Black physician’s death highlights ‘horrific’ history of medical racism

In early December 2020, Dr. Susan Moore, a Black physician, posted a Facebook video from her hospital bed in Indianapolis while fighting COVID-19. Moore said that the doctor treating her had downplayed her complaints of pain, refused to prescribe her painkillers and suggested she be sent home. Moore said in the video, “I put forth and I maintain: If I was white, I wouldn’t have to go through that.” She was eventually sent home and died weeks later of COVID-19 complications. Dr. Uché Blackstock, Yahoo News Medical Contributor and CEO of Advancing Health Equity, looks at why racism still persists in the U.S. health care system and what needs to change.

Video Transcript

SUSAN MOORE: This is the second worst day here at IU North.

[MUSIC PLAYING]

I was in so much pain from my neck. My neck hurts so bad. I was crushed. He made me feel like I was a drug addict, and he knew I was a physician.

You have to show proof that you have something wrong with you in order for you to get the medicine. I put forward and I maintain if I was white, I wouldn't have to go through that.

UCHE BLACKSTOCK: I think for Dr. Susan Moore, the reason why her case has become as-- was elevated the way that it was because she's a physician, but it shows that our education cannot even protect us from racism.

What's even interesting is that we see it among Black people who are affluent and famous. Like Serena Williams, who's talked about her own story of this is someone who obviously knows her body well. She's a professional athlete. She's of means. She's a millionaire. But she also talks about postpartum after her pregnancy, having these symptoms that soon was diagnosed as a blood clot in the lung, but feeling like the medical staff did not listen to her.

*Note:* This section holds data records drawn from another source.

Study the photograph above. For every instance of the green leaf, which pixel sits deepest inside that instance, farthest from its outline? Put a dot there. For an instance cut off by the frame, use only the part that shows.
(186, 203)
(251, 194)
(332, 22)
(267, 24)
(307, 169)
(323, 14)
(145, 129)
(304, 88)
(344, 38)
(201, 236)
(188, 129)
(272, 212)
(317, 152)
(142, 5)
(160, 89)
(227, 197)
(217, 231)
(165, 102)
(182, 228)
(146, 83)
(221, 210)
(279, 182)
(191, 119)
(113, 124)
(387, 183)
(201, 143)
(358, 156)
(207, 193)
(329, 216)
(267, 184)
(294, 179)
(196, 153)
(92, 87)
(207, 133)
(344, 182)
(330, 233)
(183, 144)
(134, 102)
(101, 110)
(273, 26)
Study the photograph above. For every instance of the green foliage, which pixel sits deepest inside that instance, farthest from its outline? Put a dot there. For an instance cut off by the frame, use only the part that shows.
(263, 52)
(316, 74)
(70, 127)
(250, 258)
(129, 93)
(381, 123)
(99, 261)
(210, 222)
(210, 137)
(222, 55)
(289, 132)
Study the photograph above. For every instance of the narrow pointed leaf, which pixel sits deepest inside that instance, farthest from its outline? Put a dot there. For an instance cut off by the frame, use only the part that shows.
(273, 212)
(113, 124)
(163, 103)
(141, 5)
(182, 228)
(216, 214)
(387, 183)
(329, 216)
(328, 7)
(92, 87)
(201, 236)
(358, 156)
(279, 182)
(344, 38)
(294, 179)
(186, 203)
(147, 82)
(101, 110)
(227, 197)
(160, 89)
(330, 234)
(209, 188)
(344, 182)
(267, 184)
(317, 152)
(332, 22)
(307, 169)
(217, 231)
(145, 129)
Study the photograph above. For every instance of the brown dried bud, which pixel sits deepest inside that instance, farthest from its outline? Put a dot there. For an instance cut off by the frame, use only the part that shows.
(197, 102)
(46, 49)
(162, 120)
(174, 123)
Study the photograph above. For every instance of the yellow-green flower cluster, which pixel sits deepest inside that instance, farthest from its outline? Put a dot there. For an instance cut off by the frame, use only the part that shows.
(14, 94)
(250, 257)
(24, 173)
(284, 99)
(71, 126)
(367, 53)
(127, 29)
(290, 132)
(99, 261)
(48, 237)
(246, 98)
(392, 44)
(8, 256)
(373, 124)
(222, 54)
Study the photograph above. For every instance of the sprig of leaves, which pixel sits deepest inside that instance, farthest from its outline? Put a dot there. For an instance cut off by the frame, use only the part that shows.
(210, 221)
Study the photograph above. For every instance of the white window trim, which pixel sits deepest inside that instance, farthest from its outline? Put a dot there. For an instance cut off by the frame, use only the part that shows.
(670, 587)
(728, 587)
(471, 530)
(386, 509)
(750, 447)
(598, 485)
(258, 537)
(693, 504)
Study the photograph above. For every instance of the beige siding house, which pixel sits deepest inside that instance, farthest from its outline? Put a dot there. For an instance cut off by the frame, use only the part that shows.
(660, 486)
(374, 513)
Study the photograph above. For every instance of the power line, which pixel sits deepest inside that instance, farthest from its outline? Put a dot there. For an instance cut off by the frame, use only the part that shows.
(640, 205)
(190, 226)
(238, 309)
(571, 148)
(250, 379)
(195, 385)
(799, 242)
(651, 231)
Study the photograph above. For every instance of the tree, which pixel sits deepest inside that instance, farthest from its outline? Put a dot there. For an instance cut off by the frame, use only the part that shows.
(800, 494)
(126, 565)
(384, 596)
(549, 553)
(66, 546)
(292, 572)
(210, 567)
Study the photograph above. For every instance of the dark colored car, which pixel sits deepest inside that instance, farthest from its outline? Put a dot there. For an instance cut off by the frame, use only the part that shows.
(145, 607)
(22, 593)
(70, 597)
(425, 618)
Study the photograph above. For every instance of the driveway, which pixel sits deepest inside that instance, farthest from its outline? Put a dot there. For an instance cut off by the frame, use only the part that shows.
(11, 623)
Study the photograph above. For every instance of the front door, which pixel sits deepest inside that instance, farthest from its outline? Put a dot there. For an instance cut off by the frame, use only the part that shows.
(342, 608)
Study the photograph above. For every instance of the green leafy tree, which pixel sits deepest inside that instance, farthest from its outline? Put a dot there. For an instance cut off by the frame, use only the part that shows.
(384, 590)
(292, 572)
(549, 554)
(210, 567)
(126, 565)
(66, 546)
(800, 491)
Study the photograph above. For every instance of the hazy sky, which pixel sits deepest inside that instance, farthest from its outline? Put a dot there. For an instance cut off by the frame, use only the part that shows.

And I think what we see today is that, like every other social institution in this country, we have not reconciled with this racist past. And additionally, even in medical schools today, often race-based medicine is practiced. Students receive instruction about that there are differences based on race in the function of the kidneys.

When you go to hospitals and you look in the electronic medical records system, many hospitals, some are actually getting rid of this, fortunately, but there are just different normal ranges for Black patients and non-Black patients. And so, I think that it's this idea that we have not faced the past, but we also continue to perpetuate these racist notions to the point where it's well documented that Black patients, routinely their pain is undertreated-- underappreciated and undertreated. And this is, of course, what happens in a society that values Black lives and Black bodies.

I also think that this is an opportunity to reflect on how deeply systemic and embedded racism is, and that just a review is going to be inadequate. Any training of staff and faculty is going to be inadequate. This needs to be a top-down approach, looking at everything within the system using a lens of racial equity.

So down from how the CEO functions, how they choose people for the board of the hospital, how they recruit faculty. Then, also looking at patient outcomes disaggregated by race and really prioritizing racial equity and anti-racism work, not just in a performative way, but in a way that we actually will see that work in the outcomes-- in health outcomes of patients.